A bill moving through the Missouri statehouse includes several provisions of interest to truck drivers. It also would bring state law in line with some federal rules that were part of the 2005 federal highway funding legislation.

The House Special Committee on Tax Reform voted to advance the measure to the House Rules Committee after adding more provisions to the already lengthy bill. The Senate already approved it.

The bill – SB239 – would change the maximum length for saddlemount vehicle transporter combinations in the state from 75 feet to 97 feet, when operated on interstate highways. It also would allow common carriers of household goods to file applications to the State Highways and Transportation Commission for approval of rates to reflect increases and decreases in the carrier’s costs.

It would repeal “the exemption that currently allows household goods movers to operate wholly in municipalities, between contiguous municipalities, or commercial zones” without having to obtain operating authority from the Missouri Department of Transportation.

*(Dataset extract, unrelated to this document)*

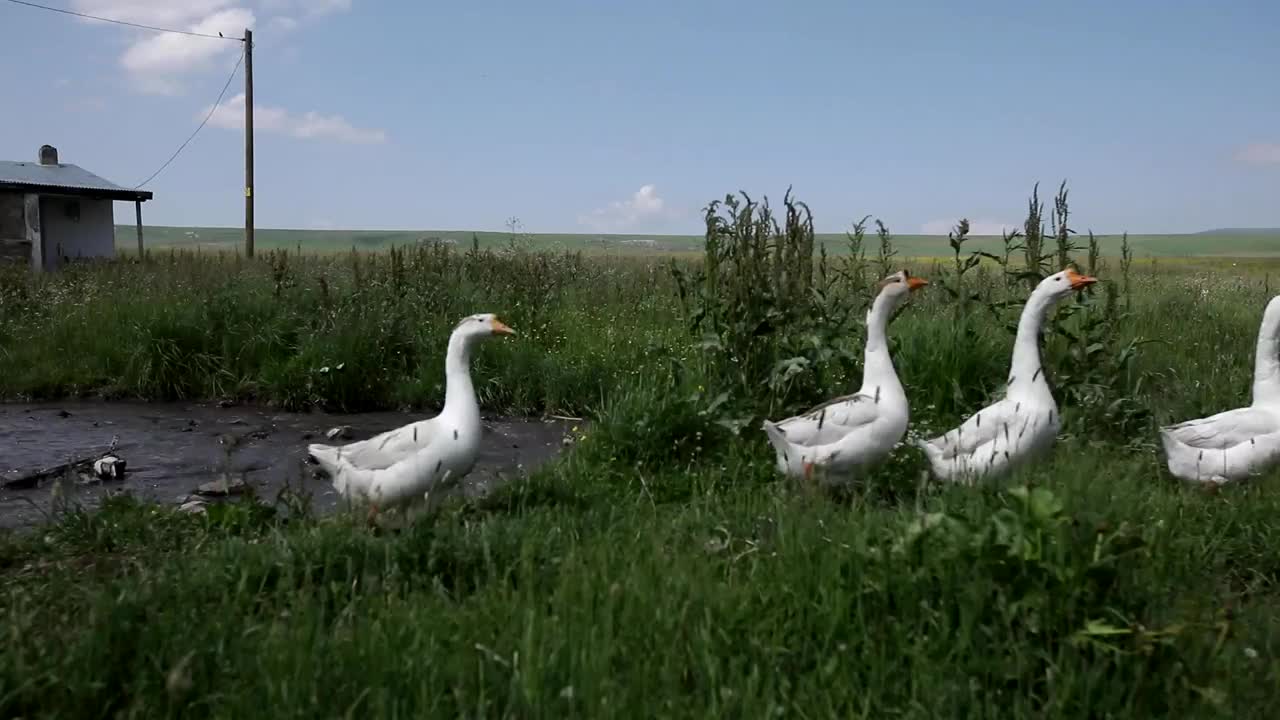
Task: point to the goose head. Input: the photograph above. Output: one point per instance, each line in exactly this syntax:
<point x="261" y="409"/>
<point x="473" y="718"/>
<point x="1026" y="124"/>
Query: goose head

Currently, household movers are exempt from the rules and regulations if their operations are restricted to those described areas.

Supporters say the change would put in-state companies and companies based outside the state on a level playing field.

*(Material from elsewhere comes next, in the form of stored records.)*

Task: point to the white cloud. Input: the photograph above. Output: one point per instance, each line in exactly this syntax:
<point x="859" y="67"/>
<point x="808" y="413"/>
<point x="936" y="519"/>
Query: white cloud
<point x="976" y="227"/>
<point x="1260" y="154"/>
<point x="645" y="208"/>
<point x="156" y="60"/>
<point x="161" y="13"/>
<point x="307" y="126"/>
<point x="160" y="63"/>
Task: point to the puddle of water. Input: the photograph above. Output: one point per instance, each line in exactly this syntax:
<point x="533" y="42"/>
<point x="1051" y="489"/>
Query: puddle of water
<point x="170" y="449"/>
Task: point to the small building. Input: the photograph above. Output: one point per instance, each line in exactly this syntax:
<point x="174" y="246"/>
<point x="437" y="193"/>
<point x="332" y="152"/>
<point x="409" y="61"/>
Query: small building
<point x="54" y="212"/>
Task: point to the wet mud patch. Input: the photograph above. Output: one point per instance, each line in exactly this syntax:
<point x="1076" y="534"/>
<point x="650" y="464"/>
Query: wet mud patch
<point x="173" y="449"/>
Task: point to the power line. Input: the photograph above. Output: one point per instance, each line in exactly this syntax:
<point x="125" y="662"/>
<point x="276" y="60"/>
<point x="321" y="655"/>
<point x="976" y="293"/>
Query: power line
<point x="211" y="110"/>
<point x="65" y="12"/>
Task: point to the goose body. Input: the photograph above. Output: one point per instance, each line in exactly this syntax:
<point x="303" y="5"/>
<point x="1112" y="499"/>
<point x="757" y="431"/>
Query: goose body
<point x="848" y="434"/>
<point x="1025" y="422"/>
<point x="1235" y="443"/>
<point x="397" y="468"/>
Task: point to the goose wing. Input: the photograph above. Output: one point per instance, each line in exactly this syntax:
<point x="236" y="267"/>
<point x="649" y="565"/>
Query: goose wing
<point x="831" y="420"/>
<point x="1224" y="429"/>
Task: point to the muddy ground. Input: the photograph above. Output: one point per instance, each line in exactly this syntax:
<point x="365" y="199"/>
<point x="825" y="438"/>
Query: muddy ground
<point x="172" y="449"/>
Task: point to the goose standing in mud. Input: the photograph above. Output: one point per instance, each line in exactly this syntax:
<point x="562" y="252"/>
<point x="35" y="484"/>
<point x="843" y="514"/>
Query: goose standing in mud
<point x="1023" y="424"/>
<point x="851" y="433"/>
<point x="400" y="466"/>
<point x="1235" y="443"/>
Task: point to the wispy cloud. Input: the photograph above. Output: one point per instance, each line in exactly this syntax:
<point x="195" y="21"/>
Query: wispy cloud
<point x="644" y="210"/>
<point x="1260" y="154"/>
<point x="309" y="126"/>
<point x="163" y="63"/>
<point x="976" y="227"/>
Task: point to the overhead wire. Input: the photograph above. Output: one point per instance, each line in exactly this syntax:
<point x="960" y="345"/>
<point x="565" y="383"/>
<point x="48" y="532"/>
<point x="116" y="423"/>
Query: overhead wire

A separate provision included in the bill would prohibit indemnity agreements in motor carrier transportation contracts that claim “to indemnify a party against loss from negligence or intentional acts void and unenforceable.”

Also included is a provision that would expand the area in which “local log trucks” and “local log truck tractors” can operate from 50 miles to 100 miles.

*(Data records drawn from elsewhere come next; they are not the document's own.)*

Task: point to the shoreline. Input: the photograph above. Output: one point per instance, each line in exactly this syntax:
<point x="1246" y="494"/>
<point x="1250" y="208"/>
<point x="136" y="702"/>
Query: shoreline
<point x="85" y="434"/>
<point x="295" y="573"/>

Added to the bill while in the House is a provision that would set up a program to certify local law enforcement officers to enforce CMV laws. It also would require owners of CMVs with a licensed gross weight in excess of 50,000 pounds to verify registration with motor carrier services to obtain or renew licenses.

Also added to the bill is a provision that would revise a 12-year old law to further limit the amount of total revenue a city receives from traffic violations.

A 1995 state law limits the amount of traffic fine revenue municipalities can keep. Under that law, cities or towns that receive more than 45 percent of their total annual revenue from fines for traffic violations must turn over any amount in excess of that 45 percent to the Department of Revenue.

The bill would reduce the amount to 35 percent.

It also would clarify the common carrier sales tax exemption for the purchase of motor vehicles – with a gross weight of 24,000 pounds or more – or trailers.

Current state law applies the exemption only if the common carrier operates solely in interstate commerce. The bill would make the exemption applicable to both intrastate and interstate commerce.

A tax credit also would be created for the use of idle reduction technology. Individuals or businesses would be allowed to claim an income tax credit equal to 50 percent of the amount paid to purchase and install idle reduction technology on class 8 trucks. The maximum amount of the tax credit would be $3,500, per truck.

The provision would sunset two years after Aug. 28, 2007.

Removed from the bill in the House was a provision that would have allowed commercial motor vehicles originating in the state and delivering to neighboring states to meet weight restrictions of the destination states. If weight limits of the destination state are less than Missouri’s weight limits, the Missouri weight rule would have applied.

If House lawmakers endorse the bill it would head back to the Senate for approval of changes. It could then move to Gov. Matt Blunt’s desk for final approval.